Marr's three levels for embryonic development: information, dynamical systems, gene networks
David B. Brückner, Gašper Tkačik
TL;DR
The paper frames embryonic development as an information-processing problem solvable via Marr's three levels of analysis, combining normative information-theoretic objectives (e.g., $I(g;c)$ and $I(g;x)$) with algorithmic architectures (layered inputs/outputs and landscape dynamics) and mechanistic realizations (signal transduction, GRNs, and reaction–diffusion/mechano-chemical models). It unifies instructed and self-organized patterning, showing how external inputs, local cellular processing, and intercellular coupling can be organized into hierarchical architectures, including boundary-driven and skip-layer variants, and how Geometric Dynamical Systems provides a minimal, predictive framework. The authors discuss end-to-end multilayer optimization, robustness to natural fluctuations, morphogenesis, and scaling as open questions, arguing that integrating these levels yields a principled bridge from function to mechanism. Overall, the framework offers a coherent, testable roadmap for connecting high-level information objectives to concrete molecular mechanisms across scales, guiding experimental and theoretical work in developmental biology.
Abstract
Developmental patterning comprises processes that range from purely instructed, where external signals specify cell fates, to fully self-organized, where spatial patterns emerge autonomously through cellular interactions. We propose that both extremes -- as well as the continuum of intermediate cases -- can be conceptualized as information processing systems, whose operation can be described using ``Marr's three levels of analysis'': the computational problem being solved, the algorithms employed, and their molecular implementation.
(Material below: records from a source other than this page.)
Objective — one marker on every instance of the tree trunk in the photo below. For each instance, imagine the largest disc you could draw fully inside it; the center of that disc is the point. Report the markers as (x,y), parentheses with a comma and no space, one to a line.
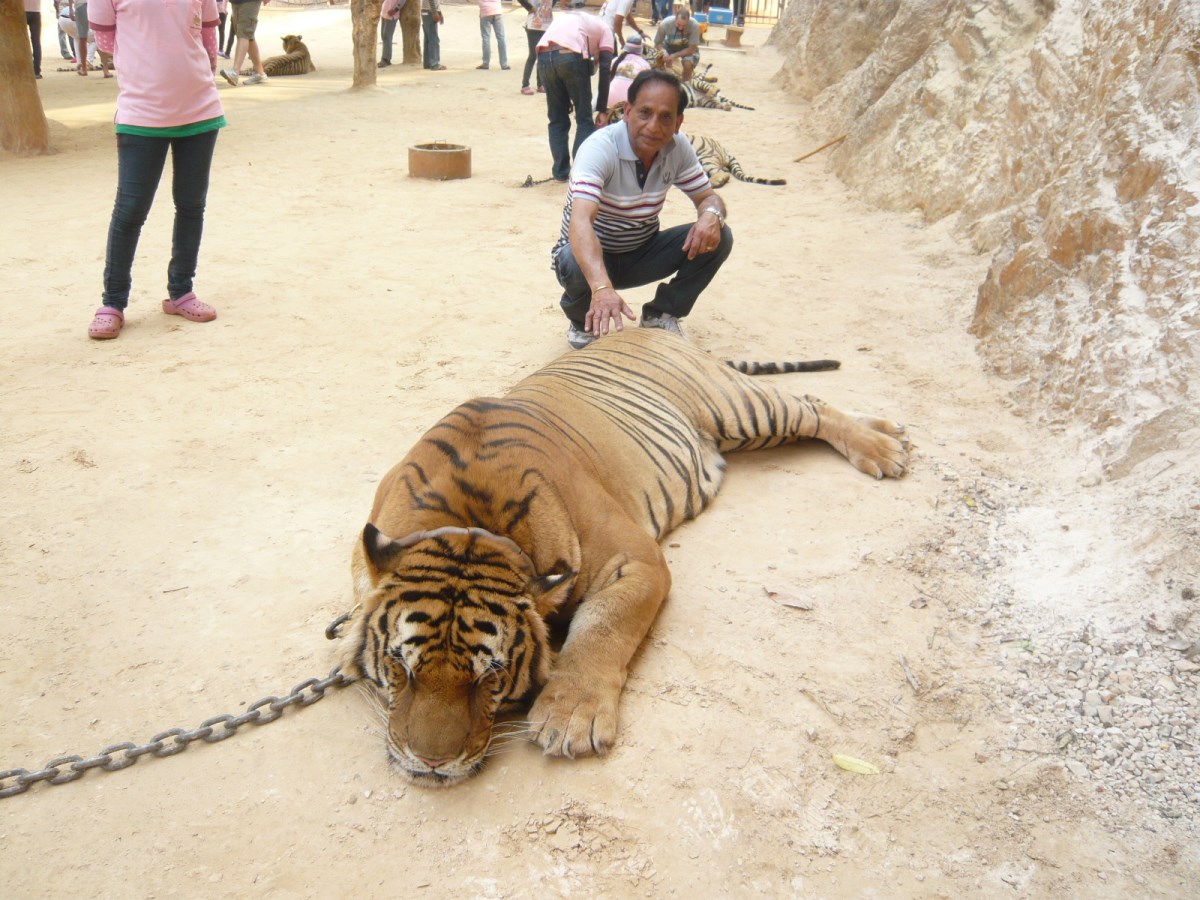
(23,129)
(365,30)
(411,30)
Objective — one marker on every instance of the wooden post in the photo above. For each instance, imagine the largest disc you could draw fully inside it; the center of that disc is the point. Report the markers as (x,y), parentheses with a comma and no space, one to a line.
(23,129)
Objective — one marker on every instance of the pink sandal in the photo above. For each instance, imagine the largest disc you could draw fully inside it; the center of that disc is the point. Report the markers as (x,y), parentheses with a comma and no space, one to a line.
(106,324)
(190,307)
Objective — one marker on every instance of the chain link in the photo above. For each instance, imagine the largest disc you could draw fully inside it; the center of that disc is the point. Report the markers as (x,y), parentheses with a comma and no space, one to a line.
(173,741)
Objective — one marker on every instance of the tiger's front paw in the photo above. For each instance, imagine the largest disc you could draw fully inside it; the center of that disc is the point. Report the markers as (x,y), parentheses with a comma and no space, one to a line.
(574,717)
(879,447)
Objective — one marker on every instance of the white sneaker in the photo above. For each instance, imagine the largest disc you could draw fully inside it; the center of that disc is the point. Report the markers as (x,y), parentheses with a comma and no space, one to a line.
(665,321)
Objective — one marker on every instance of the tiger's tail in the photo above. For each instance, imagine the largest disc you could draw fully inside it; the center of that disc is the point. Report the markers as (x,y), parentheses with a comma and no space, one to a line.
(811,365)
(741,175)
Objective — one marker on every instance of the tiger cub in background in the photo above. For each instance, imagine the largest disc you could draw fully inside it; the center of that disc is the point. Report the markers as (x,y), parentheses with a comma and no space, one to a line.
(295,59)
(719,163)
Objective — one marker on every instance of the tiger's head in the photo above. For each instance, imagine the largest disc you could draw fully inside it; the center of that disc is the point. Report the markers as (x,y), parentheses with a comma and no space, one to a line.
(450,630)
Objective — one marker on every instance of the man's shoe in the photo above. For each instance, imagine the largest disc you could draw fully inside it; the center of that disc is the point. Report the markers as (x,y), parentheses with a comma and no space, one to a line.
(577,337)
(665,321)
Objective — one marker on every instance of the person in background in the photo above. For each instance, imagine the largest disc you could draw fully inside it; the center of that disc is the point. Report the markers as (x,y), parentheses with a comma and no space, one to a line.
(389,15)
(541,13)
(624,70)
(431,51)
(619,13)
(66,42)
(611,240)
(245,24)
(34,22)
(491,18)
(222,15)
(573,47)
(167,102)
(678,37)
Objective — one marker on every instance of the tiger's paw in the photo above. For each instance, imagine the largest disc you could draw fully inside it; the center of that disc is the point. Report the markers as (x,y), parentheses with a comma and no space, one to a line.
(574,717)
(879,447)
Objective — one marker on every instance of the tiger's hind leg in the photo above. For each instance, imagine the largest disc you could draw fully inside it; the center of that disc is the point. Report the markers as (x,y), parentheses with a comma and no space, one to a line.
(768,418)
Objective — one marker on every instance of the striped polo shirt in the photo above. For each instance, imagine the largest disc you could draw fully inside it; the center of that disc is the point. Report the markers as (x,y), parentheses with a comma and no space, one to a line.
(605,172)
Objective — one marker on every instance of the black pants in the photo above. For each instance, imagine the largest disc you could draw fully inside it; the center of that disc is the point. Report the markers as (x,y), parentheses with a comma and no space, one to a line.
(34,19)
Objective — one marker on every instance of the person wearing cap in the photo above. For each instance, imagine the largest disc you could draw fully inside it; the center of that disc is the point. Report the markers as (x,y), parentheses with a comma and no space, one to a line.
(678,37)
(624,70)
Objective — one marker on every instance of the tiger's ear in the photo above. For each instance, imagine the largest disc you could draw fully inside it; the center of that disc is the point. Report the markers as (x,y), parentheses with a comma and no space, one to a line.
(379,549)
(549,592)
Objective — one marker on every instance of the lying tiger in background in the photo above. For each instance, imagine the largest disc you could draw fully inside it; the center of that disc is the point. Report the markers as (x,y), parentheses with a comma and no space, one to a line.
(719,163)
(295,59)
(703,94)
(544,509)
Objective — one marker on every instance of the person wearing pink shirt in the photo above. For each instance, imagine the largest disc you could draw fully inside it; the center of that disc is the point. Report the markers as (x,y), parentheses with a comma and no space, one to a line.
(491,18)
(574,46)
(166,57)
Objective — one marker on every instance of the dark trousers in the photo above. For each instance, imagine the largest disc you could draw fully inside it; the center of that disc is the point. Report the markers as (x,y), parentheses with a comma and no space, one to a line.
(34,19)
(567,78)
(431,53)
(139,163)
(533,37)
(387,33)
(658,258)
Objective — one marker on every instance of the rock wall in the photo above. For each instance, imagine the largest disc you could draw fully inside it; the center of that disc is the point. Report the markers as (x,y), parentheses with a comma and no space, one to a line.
(1063,137)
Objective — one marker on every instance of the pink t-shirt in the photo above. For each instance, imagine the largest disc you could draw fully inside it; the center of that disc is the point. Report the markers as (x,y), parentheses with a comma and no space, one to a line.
(163,66)
(587,35)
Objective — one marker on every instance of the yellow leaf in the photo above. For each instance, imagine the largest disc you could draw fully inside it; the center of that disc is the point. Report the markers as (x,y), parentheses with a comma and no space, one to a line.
(852,763)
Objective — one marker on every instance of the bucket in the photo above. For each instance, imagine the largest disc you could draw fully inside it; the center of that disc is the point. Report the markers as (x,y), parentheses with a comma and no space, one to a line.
(439,160)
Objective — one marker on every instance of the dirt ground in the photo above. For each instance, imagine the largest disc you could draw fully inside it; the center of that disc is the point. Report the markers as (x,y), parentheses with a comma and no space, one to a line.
(178,509)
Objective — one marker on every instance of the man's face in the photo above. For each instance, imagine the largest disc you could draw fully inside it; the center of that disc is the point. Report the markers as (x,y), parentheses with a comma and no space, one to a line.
(654,120)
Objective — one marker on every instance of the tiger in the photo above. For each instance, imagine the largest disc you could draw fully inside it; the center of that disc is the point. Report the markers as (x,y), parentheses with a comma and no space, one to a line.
(294,60)
(540,514)
(719,163)
(703,94)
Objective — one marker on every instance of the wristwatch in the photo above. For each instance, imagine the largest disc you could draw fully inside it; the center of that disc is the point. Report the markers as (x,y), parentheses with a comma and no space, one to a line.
(720,216)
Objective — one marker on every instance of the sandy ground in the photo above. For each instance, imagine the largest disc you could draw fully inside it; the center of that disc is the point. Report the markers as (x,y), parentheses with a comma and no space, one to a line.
(178,509)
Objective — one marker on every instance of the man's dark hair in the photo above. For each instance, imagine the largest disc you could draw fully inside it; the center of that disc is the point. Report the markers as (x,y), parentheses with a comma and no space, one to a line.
(657,75)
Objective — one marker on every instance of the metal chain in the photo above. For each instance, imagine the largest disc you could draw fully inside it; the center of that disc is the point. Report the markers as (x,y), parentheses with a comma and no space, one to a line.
(175,741)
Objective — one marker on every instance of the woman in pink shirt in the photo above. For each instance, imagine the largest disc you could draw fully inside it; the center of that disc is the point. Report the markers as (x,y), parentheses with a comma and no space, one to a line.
(166,58)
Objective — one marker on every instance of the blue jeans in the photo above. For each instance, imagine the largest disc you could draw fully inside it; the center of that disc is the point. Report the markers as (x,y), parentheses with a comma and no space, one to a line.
(567,78)
(431,53)
(139,163)
(493,23)
(658,258)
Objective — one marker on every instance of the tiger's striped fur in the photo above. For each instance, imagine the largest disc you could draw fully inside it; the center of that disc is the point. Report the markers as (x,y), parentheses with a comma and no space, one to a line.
(543,510)
(719,163)
(294,60)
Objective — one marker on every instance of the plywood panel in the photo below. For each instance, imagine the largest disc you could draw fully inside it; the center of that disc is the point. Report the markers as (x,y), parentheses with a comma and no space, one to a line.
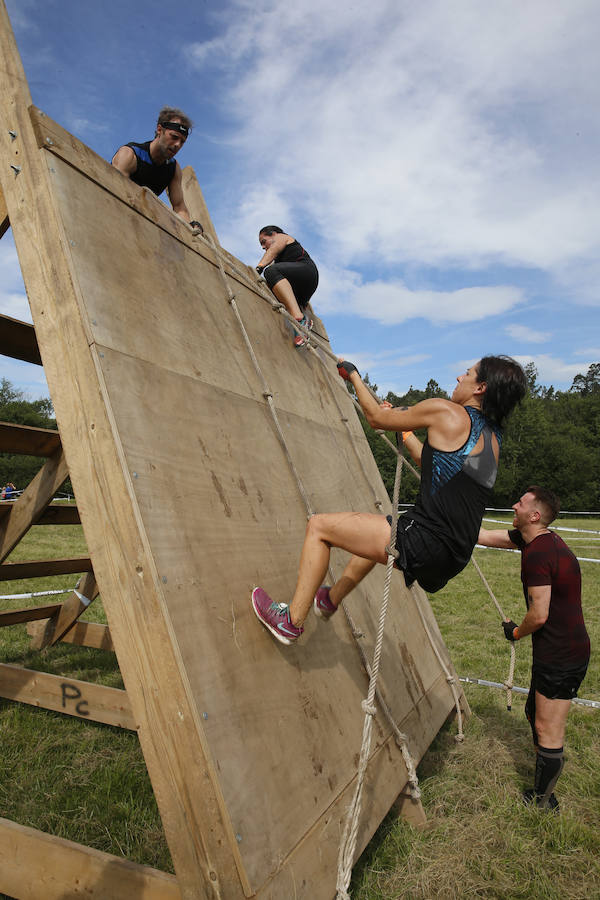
(187,501)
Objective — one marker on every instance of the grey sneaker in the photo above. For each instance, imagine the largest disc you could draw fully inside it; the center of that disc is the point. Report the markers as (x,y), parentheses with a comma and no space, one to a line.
(322,605)
(275,617)
(530,797)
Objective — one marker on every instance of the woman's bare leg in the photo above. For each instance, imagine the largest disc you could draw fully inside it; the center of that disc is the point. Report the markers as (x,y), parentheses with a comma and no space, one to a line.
(357,569)
(365,535)
(285,294)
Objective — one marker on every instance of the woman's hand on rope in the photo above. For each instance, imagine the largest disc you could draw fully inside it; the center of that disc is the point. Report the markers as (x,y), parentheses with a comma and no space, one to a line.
(346,369)
(511,630)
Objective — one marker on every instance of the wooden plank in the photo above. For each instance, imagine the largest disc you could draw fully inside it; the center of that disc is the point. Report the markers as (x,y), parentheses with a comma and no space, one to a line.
(18,340)
(55,514)
(27,440)
(82,699)
(203,846)
(71,609)
(33,501)
(82,633)
(36,865)
(163,510)
(196,204)
(4,220)
(29,614)
(52,137)
(38,568)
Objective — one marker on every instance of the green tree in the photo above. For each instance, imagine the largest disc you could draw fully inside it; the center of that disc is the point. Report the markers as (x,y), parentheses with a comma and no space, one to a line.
(16,409)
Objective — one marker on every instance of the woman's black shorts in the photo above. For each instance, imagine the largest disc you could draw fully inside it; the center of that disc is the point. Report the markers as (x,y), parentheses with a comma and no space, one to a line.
(423,557)
(303,277)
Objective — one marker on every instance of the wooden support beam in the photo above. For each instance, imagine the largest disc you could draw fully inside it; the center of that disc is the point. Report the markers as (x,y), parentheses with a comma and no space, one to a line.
(36,865)
(82,699)
(71,609)
(195,202)
(84,634)
(39,568)
(4,220)
(56,514)
(410,809)
(29,614)
(32,502)
(27,440)
(18,340)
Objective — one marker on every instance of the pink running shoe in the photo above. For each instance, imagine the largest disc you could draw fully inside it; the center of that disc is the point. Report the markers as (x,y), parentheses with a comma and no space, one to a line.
(275,617)
(322,605)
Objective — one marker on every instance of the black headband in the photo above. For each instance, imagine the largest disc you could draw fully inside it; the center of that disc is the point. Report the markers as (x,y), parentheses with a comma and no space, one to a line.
(176,126)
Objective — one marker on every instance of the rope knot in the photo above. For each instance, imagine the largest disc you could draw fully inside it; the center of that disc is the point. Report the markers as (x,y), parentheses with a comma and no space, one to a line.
(368,709)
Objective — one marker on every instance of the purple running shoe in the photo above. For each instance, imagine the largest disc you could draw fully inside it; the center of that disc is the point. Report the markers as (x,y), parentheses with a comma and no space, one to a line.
(300,339)
(322,605)
(275,617)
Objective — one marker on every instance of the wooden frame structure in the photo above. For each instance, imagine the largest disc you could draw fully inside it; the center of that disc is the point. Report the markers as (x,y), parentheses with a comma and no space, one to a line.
(186,501)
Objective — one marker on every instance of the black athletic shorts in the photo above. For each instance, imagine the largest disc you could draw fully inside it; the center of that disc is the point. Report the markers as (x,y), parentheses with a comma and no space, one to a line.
(303,277)
(423,557)
(554,683)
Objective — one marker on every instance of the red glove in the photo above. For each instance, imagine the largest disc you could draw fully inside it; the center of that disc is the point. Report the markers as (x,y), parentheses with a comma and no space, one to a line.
(346,369)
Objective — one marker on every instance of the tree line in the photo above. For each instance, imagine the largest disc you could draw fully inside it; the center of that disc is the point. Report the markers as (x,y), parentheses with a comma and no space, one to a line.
(551,439)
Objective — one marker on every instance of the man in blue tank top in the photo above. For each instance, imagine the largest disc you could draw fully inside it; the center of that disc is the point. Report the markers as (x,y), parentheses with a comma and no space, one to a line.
(152,164)
(435,538)
(551,580)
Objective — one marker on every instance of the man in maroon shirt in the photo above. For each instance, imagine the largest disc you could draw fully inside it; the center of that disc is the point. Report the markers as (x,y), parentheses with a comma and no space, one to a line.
(561,646)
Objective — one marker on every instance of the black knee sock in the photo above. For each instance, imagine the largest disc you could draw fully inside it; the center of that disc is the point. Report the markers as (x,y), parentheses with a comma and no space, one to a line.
(549,764)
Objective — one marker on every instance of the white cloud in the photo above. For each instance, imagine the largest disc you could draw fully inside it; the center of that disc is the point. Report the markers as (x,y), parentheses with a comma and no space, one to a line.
(13,300)
(590,352)
(553,371)
(529,335)
(441,133)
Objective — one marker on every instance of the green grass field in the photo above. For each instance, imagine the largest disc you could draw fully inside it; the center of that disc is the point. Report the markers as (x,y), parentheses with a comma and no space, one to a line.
(88,782)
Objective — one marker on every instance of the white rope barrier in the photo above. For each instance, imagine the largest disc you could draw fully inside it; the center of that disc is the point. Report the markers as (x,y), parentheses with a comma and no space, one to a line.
(554,527)
(580,701)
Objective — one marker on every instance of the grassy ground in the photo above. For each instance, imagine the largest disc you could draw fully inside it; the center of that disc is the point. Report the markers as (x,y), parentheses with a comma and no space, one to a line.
(88,782)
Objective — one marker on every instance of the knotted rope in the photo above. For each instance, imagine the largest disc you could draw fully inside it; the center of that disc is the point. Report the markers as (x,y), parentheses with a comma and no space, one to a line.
(350,834)
(508,684)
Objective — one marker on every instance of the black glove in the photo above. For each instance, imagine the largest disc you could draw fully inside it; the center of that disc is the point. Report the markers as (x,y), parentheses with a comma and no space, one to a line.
(346,369)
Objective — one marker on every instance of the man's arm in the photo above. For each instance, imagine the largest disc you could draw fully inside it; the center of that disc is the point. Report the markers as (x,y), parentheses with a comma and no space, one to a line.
(281,241)
(125,161)
(175,192)
(495,538)
(538,610)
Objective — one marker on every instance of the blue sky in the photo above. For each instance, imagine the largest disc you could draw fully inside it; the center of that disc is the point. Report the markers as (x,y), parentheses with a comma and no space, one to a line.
(438,160)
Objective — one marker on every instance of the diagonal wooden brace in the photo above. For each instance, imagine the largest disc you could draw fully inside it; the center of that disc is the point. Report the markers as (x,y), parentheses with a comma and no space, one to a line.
(32,502)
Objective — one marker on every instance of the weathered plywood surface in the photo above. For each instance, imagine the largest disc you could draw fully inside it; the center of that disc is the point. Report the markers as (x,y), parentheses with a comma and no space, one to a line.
(36,865)
(187,502)
(222,512)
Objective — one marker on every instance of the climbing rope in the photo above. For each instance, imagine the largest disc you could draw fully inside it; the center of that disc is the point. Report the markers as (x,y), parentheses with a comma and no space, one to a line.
(350,834)
(372,672)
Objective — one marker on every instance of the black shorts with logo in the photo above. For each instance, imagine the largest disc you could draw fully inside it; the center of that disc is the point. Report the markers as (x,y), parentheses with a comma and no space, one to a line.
(424,558)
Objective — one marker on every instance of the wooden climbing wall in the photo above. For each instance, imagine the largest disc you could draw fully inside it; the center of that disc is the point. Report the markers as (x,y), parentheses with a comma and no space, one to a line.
(187,501)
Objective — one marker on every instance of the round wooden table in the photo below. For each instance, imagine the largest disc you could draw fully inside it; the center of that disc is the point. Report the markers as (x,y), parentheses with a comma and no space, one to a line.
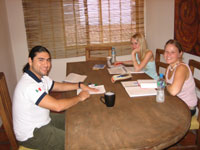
(133,123)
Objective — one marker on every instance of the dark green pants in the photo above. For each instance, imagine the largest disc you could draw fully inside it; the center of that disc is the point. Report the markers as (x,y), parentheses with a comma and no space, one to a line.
(50,136)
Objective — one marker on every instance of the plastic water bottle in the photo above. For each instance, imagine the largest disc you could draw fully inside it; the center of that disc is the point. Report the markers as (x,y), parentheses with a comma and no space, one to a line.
(113,55)
(160,97)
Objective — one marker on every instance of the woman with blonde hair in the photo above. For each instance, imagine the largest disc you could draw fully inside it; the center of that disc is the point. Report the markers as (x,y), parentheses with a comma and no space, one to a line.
(179,78)
(142,58)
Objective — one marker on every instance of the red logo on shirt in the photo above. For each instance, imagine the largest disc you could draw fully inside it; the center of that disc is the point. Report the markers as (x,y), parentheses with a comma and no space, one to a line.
(39,89)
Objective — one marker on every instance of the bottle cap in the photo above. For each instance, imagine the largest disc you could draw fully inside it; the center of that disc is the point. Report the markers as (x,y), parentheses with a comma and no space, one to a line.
(161,75)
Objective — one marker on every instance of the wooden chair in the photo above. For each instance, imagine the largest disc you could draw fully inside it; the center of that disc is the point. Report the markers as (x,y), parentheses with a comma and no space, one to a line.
(158,62)
(192,138)
(195,123)
(99,50)
(6,114)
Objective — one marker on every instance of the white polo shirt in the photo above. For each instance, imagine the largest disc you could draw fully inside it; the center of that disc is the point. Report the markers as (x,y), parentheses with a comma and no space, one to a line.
(27,115)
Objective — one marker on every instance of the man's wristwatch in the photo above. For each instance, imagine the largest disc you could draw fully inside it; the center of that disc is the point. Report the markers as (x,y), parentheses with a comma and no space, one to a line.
(79,84)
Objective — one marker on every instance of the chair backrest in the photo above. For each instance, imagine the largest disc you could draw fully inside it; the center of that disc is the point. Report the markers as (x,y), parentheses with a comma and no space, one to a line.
(158,62)
(6,112)
(99,49)
(195,65)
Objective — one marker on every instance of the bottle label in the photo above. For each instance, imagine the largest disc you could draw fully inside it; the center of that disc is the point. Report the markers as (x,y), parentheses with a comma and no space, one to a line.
(160,97)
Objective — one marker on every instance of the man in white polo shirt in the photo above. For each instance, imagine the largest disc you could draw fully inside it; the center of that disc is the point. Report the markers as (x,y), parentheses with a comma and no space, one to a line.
(34,125)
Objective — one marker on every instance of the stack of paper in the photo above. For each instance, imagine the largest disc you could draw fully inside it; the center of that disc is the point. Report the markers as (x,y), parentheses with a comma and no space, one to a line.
(101,90)
(75,78)
(98,66)
(122,70)
(134,90)
(147,83)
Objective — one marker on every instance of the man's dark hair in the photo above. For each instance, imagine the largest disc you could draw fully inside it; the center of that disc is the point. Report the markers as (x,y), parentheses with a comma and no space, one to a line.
(33,53)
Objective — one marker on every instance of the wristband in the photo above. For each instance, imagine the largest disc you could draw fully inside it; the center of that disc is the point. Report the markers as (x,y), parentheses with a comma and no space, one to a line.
(79,85)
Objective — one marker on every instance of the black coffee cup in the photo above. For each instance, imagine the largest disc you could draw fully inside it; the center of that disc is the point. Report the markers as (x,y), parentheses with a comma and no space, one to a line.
(108,99)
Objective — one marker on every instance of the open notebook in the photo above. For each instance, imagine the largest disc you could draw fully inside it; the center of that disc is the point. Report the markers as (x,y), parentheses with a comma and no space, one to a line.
(101,89)
(134,90)
(75,78)
(122,70)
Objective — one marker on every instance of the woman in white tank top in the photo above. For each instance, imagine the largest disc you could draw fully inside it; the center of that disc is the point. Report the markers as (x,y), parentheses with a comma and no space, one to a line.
(178,75)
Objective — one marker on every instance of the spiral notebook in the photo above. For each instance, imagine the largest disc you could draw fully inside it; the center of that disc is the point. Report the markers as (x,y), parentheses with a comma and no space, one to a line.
(134,90)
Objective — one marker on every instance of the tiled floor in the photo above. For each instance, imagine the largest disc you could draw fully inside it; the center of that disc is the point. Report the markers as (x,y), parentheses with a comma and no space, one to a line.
(4,143)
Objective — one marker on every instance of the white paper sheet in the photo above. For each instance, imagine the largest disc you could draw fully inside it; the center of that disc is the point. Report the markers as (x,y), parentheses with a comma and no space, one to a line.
(122,70)
(101,89)
(134,90)
(75,78)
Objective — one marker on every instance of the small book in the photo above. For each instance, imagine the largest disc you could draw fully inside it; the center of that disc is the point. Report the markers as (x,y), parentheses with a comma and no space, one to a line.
(147,83)
(98,66)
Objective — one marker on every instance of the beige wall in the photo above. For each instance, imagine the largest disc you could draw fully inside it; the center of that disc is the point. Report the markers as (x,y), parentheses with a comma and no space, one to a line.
(6,58)
(159,26)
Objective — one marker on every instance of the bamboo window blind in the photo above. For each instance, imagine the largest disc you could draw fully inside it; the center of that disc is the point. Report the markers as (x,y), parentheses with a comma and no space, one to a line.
(66,27)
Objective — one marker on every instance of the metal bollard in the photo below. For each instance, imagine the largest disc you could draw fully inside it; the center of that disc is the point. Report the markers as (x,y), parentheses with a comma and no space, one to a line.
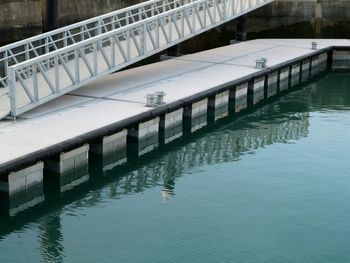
(160,97)
(151,100)
(259,64)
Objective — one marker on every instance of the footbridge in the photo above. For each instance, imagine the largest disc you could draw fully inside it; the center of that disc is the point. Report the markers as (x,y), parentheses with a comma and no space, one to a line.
(41,68)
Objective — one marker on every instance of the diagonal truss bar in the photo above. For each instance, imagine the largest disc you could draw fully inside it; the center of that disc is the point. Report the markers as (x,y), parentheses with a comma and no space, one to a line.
(139,38)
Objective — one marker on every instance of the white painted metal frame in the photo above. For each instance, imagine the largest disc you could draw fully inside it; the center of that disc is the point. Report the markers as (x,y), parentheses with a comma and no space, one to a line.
(48,76)
(45,43)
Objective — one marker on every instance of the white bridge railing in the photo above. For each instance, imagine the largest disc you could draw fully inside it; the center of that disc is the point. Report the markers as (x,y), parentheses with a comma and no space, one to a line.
(45,43)
(69,60)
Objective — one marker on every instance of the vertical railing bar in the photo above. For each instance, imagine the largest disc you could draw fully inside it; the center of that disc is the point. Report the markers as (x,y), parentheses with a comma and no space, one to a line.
(95,58)
(76,66)
(57,79)
(12,91)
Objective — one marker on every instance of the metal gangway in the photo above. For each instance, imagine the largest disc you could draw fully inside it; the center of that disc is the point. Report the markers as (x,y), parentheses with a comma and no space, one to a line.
(41,68)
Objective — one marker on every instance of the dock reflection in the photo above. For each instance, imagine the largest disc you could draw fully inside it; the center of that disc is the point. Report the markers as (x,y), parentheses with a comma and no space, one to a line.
(224,141)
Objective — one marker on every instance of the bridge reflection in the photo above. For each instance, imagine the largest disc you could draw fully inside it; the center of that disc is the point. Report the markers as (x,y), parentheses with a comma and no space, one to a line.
(280,122)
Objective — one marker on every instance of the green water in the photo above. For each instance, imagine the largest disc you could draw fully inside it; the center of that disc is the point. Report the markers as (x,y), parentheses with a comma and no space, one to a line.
(272,186)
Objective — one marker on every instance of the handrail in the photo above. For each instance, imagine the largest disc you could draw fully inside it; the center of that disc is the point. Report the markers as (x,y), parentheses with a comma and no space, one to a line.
(63,70)
(54,40)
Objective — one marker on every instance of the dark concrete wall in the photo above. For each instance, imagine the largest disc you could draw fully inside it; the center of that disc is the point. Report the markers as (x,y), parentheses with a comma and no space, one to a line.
(19,19)
(283,18)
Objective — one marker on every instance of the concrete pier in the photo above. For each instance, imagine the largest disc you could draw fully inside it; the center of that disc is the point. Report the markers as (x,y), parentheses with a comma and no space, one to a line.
(272,84)
(117,102)
(241,95)
(70,161)
(111,149)
(257,90)
(22,180)
(284,79)
(171,127)
(196,114)
(219,103)
(341,59)
(145,136)
(305,70)
(295,74)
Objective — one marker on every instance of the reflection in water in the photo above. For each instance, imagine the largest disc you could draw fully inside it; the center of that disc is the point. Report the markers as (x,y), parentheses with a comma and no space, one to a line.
(281,122)
(51,238)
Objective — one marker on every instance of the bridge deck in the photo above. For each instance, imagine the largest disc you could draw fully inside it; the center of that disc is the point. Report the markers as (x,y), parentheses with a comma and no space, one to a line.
(38,80)
(120,96)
At the first level, we argue that normative theories, such as information-theoretic optimization principles, provide a formalization of the computational problem. At the second level, we show how simplified information processing architectures provide a framework for developmental algorithms, which are formalized mathematically using dynamical systems theory. At the third level, the implementation of developmental algorithms is described by mechanistic biophysical and gene regulatory network models.